A sample list of functions from the example project are presented below to understand how information is passed between MindMaker and Unreal Engine All of the UE assets relevant to the toy problem are contained in the Assets/DeeplearningNPC folder. Of particular importance is the blueprint called AI_Character_Controler_BP In the AI_Character_Controler_BP blueprint, all of the environment variables are configured for passing to the MindMaker standalone application. These include the following essential functions
Load Sensory Input function - Imports the objects to which the AI will have access to for sensing or manipulation of its environment Environmental Controls function - This controls the logic for parts of the environment that change such switching lights on and off etc
Define Action Space function - Encode all possible agent actions into a single numeric value that can be passed to the standalone application for evaluation by the RL algorithm
LaunchMindMaker function – this calls the standalone application at the commencing of play so that it can begin evaluation data from the UE environment. After this is initiated, the RL application begins probing the environment with random actions it generates itself, like a blind person searching in the dark for a light. The light is the reward,which is specified in UE function Check Reward function. LaunchLearningEngine also passes in some basic UE environment information to the standalone application, like the number of actions the agent can take, the total number of episodes to train for, and the number of episodes to display the agents acquired strategy after training. Displaying all the agents random training would take far too long.
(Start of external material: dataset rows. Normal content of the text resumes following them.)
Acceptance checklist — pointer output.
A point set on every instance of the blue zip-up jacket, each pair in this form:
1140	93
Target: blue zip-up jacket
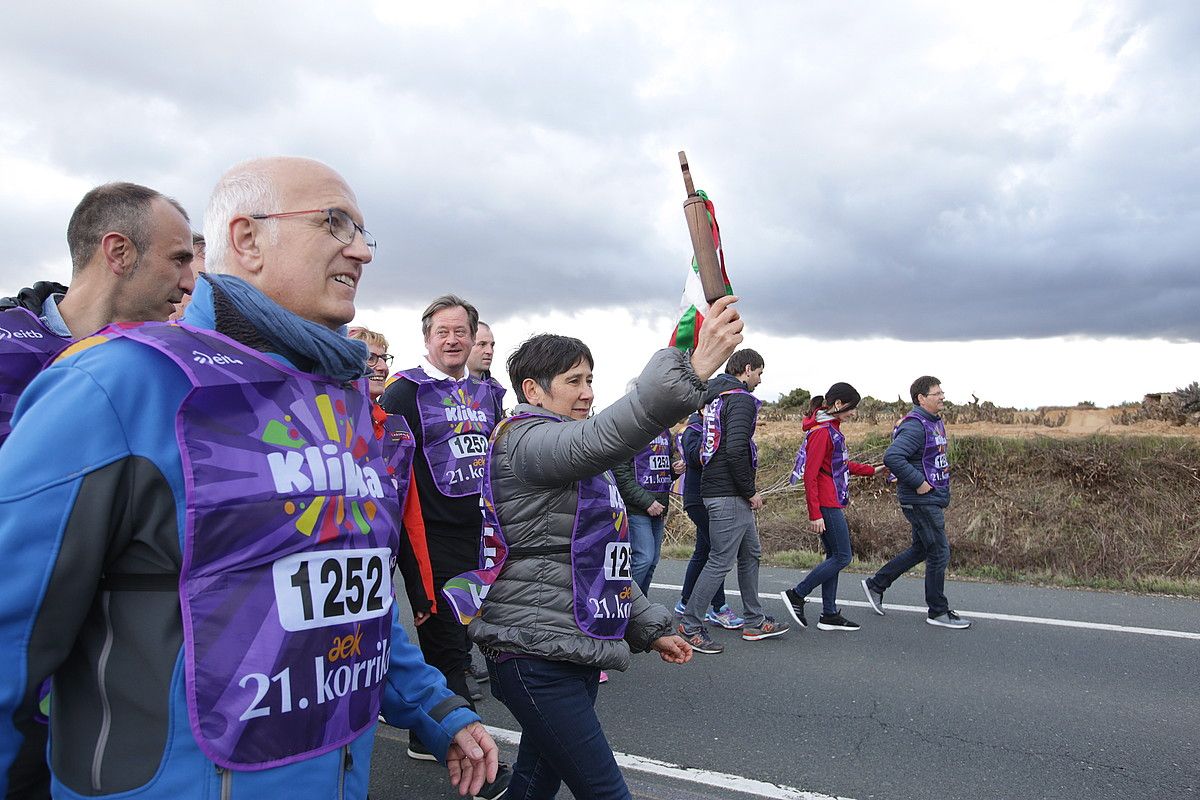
91	482
904	458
ReceiveAction function – after the launch learning engine function has begun, the next function to fire is recieveaction. This receives the action that is chosen by the standalone application, and does a number of follow up procedures with it, such as updating the agents location in the environment, checking if the new action satisfies the reward condition, displaying the agents actions if we are through with training, and updated the agents observations about its environment so that they can be passed back to the standalone application in the next episode.
Make Observations function – The purpose of this is to update the agents observations about its environment following the action it has just taken. These will include, for instance, the agents location with the environment and any other environmental data that has changed since it last took an action. These are stored in a custom structure variable.
CheckReward – this specifies the reward condition for the agent in the environment. If this reward condition is met following the agent taking an action, this information is passed to the standalone application in the send observations function that follows. Send Observations Function – takes the new observations made by the agent as well as any reward information and passes them to the standalone application. This is how the RL algorithm will be able to evaluate whether the action it has just taken was a good one, and update its strategy accordingly. After this function fires, the one iteration or episode of the game is complete, and the process repeats ad infinitum.